Manifold is a special type of "pipe" Pipeline as it allows user to select specific model. Various LLM integration in OpenWebUI such as Anthropic, Groq uses this as they also tell OpenWebUI the list of models. So if you want to implement a new LLM provider then it likely will be a manifold

class Pipeline:
	...
    def __init__(self):
    	self.type = "manifold"
        ...
    
    def pipelines(self) -> List[dict]:
    	return ["model-1", "model-2"]
        
    def pipe(
        self, user_message: str, model_id: str, messages: List[dict], body: dict
    ) -> Union[str, Generator, Iterator]:
    	
        # Here use the `model_id` that user picked
        pass

How to add more PIP dependencies

As the pipeline runs in its own docker which may not have the python package you need. In that case you can specific the requirements in the start of file using the front-matter specification. This can involve description, name, author etc.

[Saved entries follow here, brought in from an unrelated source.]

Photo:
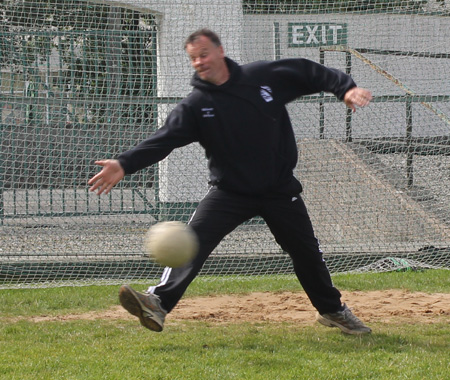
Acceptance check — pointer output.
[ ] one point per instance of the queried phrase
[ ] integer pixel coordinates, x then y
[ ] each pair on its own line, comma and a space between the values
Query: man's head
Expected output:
207, 56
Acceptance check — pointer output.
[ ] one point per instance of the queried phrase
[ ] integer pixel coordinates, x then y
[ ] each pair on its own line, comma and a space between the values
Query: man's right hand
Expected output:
111, 173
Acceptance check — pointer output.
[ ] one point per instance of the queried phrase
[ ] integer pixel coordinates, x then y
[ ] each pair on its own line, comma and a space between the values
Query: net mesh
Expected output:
86, 80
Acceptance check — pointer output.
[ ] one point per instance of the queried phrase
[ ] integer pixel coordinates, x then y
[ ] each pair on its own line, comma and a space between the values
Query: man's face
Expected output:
208, 60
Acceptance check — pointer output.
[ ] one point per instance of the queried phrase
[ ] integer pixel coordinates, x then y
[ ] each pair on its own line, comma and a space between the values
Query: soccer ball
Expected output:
171, 244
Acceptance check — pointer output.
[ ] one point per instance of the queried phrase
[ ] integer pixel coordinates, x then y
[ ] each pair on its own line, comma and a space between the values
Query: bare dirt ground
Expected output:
392, 306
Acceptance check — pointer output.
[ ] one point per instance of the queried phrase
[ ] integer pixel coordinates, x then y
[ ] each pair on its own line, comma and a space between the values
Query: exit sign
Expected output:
313, 35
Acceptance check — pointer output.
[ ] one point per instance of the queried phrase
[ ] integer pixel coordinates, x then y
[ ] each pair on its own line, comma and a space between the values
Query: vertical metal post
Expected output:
276, 41
321, 104
348, 119
409, 144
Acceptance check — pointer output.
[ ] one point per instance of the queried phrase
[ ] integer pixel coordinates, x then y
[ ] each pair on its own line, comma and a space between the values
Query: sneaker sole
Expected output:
345, 330
131, 302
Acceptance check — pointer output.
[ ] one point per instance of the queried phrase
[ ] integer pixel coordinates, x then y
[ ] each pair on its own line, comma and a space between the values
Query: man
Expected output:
238, 114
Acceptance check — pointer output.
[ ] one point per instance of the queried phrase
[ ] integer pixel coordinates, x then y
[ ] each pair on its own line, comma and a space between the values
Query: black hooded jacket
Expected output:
243, 125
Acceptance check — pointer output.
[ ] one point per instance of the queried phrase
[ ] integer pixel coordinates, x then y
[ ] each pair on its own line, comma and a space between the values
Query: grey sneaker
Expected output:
147, 307
345, 320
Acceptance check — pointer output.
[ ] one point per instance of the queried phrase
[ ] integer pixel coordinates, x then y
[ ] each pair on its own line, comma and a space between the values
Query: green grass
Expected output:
122, 349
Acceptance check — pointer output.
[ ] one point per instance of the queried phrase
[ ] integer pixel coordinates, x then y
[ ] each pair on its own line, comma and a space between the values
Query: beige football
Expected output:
171, 244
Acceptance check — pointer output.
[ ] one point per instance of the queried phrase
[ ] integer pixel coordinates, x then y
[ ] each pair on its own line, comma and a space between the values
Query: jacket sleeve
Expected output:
178, 130
298, 77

Along with that you can also specific comma separate "requirements" which will be used to install any new dependencies.

"""
title: Filter Pipeline
author: open-webui
date: 2024-05-30
version: 1.1
license: MIT
description: Example of a filter pipeline that can be used to edit the form data before it is sent to LLM API.
requirements: requests
"""

class Pipeline:
	...
💡
The caveat here is that for this to work, you would have add the pipelines when you start the docker. If you install the pipeline through the OpenWebUI interface then it won't install these additional dependencies.```docker run -d -p 9099:9099 --add-host=host.docker.internal:host-gateway -e PIPELINES_URLS="https://github.com/open-webui/pipelines/blob/main/examples/filters/detoxify_filter_pipeline.py" -v pipelines:/app/pipelines --name pipelines --restart always ghcr.io/open-webui/pipelines:main```Here the pipelines installed through PIPELINES_URLS will parse the front matter and install additional dependencies.

Other Tips

  • If you install the pipeline through OpenWebUI, it won't throw any error if it failed to add the pipeline due to dependency issue or code issue. The way I found to debug that is to get the logs from the running docker
docker logs -f container_name
  • Look at various examples in the pipelines repo to see whats the closest scenario to what you are trying to build. Use that as the starting point and edit those.